Commission Explores Ways To Aid Small Farms
Farmers need help to flourish in the next century, two key farm groups said this week.
But the National Commission on Small Farms and the National Grange laid out different paths to success.
The commission, set up last summer by Agriculture Secretary Dan Glickman, proposes a federal program to train and assist farmers. It also would study ways to make small farms more profitable and competitive, and expand markets.
Glickman said the commission asked farmers, researchers, bankers and rural residents about the challenges facing today’s small farmers.
The panel’s report has more than 100 recommendations to improve the Agriculture Department’s service. Those changes would “help give small farmers a real opportunity to compete and succeed in a new, rapidly changing world.”
The National Grange wants to broaden international markets and eliminate capital gains and estate taxes.
At a separate news conference, Grange President Kermit W. Richardson announced his organization’s “Blueprint for Rural America,” a 10-point plan for the future.
Eliminating estate taxes would allow farms to be kept in families without any tax penalties. U.S. trade negotiators need “fast track” authorization to promote American farm products in international markets, Richardson said.
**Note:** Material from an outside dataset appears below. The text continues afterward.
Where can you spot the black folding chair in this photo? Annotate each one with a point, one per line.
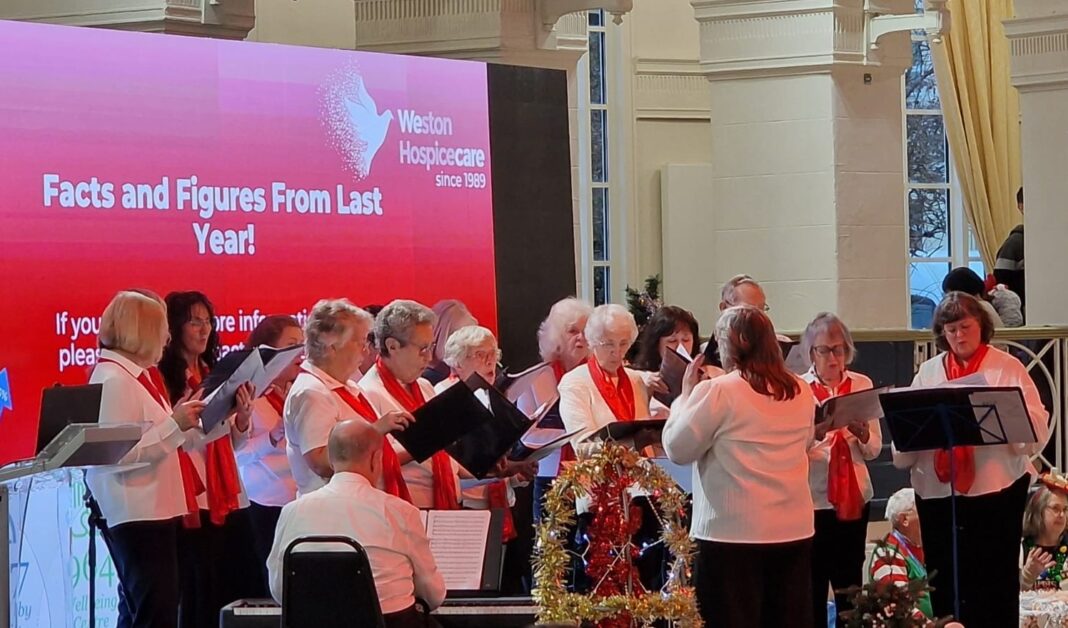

Keeping tobacco a viable U.S. crop and protecting farmers’ property rights also are part of the plan. Farmers’ rights need to be balanced against the views of environmentalists, he said, adding, “Both sides have to be at the table.”
Some parts of the plan are only indirectly connected to farming. The Grange wants highway trust funds to be spent on rural roads, highways and bridge improvements, electrical utilities deregulated to assure equal treatment for urban and rural areas, rural schools renovated and equality in health care in rural areas.